Consumer Reporting Agencies or CRA’s are often utilized by companies big and small to run their employment background screens. Background checks require potential employers to pay a small fee to find if there are any criminal records or other offences related to job applicants. They may include any findings related to arrests, court records, convictions, and any other public information. States may have different laws related to how far back a background check may go. Databases may only go back so far, so the results may not find every possible offense. A reputable screening agency will inform you of what is necessary to be in FCRA/EEOC compliance but it is up to the individual employer to make sure these procedures are followed out correctly.

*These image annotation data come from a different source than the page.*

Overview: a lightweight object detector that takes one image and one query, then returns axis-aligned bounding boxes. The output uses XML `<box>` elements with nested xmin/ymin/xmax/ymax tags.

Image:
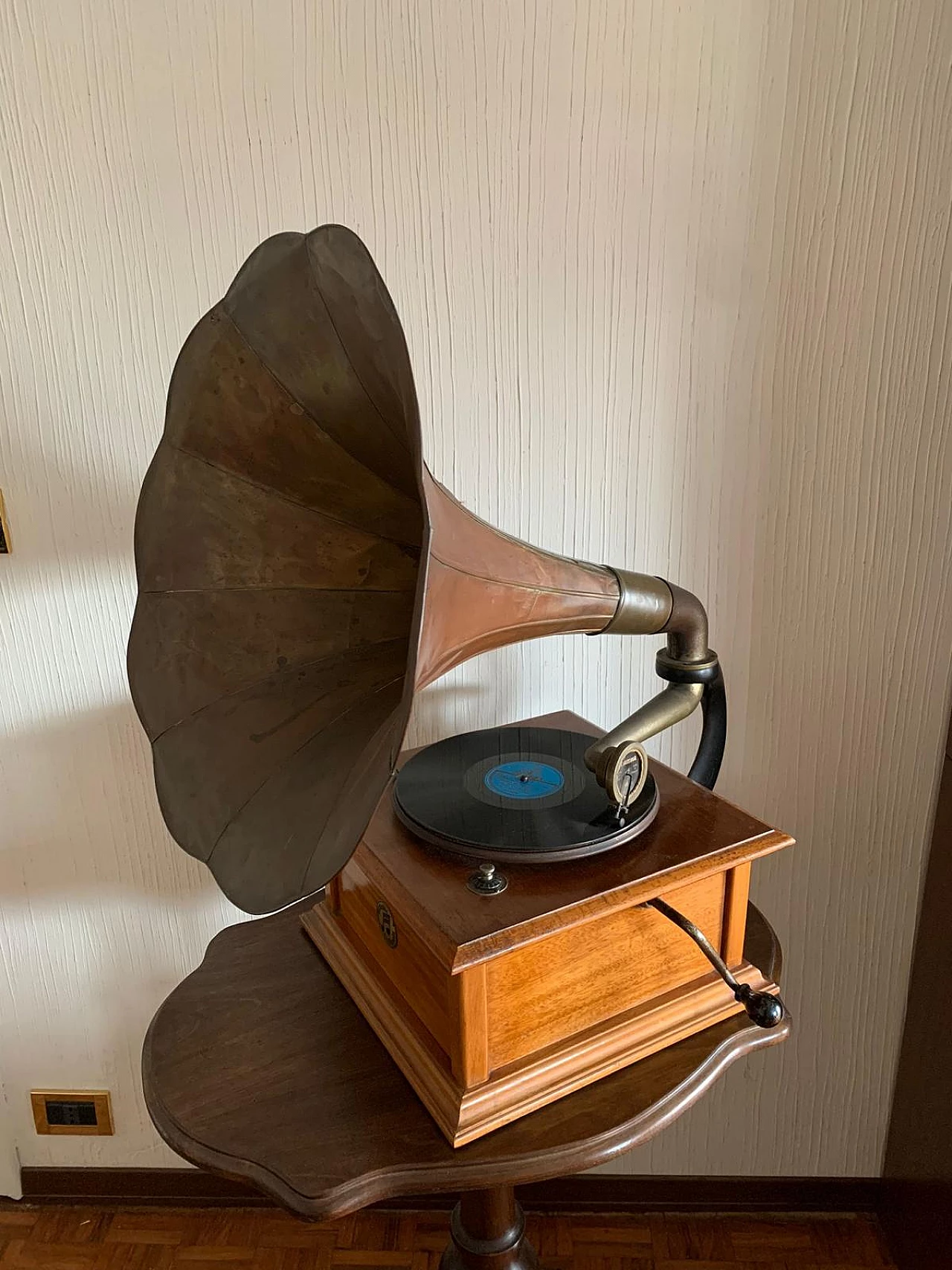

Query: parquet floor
<box><xmin>0</xmin><ymin>1204</ymin><xmax>892</xmax><ymax>1270</ymax></box>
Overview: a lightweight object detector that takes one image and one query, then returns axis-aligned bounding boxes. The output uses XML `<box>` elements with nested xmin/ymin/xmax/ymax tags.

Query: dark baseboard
<box><xmin>20</xmin><ymin>1168</ymin><xmax>881</xmax><ymax>1213</ymax></box>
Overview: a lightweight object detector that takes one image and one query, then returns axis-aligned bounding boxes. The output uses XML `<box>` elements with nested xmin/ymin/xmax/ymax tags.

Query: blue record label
<box><xmin>483</xmin><ymin>760</ymin><xmax>565</xmax><ymax>800</ymax></box>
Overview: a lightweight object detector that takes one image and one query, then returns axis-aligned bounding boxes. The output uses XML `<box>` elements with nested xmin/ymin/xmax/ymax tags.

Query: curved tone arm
<box><xmin>585</xmin><ymin>570</ymin><xmax>785</xmax><ymax>1027</ymax></box>
<box><xmin>585</xmin><ymin>569</ymin><xmax>726</xmax><ymax>798</ymax></box>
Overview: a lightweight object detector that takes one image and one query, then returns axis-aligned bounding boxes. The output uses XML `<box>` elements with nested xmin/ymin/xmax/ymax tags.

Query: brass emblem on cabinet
<box><xmin>377</xmin><ymin>899</ymin><xmax>397</xmax><ymax>949</ymax></box>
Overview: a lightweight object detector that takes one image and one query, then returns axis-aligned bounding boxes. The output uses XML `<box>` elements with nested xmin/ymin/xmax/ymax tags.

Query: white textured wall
<box><xmin>0</xmin><ymin>0</ymin><xmax>952</xmax><ymax>1173</ymax></box>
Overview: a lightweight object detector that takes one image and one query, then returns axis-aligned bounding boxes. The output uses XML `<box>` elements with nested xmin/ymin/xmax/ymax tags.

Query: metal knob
<box><xmin>466</xmin><ymin>864</ymin><xmax>509</xmax><ymax>895</ymax></box>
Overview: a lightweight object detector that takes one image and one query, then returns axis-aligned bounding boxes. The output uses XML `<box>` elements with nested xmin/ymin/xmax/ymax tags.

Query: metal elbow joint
<box><xmin>585</xmin><ymin>569</ymin><xmax>726</xmax><ymax>803</ymax></box>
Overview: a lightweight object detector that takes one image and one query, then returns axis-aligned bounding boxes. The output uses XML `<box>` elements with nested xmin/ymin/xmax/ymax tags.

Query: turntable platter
<box><xmin>393</xmin><ymin>726</ymin><xmax>659</xmax><ymax>864</ymax></box>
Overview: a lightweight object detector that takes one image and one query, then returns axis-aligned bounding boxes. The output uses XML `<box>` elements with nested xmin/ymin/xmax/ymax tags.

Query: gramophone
<box><xmin>128</xmin><ymin>225</ymin><xmax>792</xmax><ymax>1146</ymax></box>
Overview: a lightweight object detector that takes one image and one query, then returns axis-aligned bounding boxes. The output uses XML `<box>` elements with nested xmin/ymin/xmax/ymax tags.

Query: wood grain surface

The Federal Trade Commission (FTC) and Consumer Financial Protection Bureau (CFPB) requires this signed authorization be had before running an employment background check on an applicant. The release form must be a stand-alone document, separate from the actual employment application. The employer must let the applicant know the background checks will be used in the decision-making process and provide the applicant with a copy of their Summary of Rights under the FCRA. For a copy of Summary of Your Rights visit https://www.consumer.ftc.gov/articles/pdf-0096-fair-credit-reporting-act.pdf
Background Checks and Negative Decisions
If an applicant is refused employment or fired based on a background report, the employer must explain the cause. They must provide you with an adverse letter, a copy of the report, written notice of your rights and instructions on how to contact the report provider. The applicant should be informed that they are entitled to another free copy of the report from the provider and that they have 60 days to dispute its content and correct any errors. The employer must also tell who the report provider is and they are not responsible for a negative employment decision and can’t provide reasons for the decision.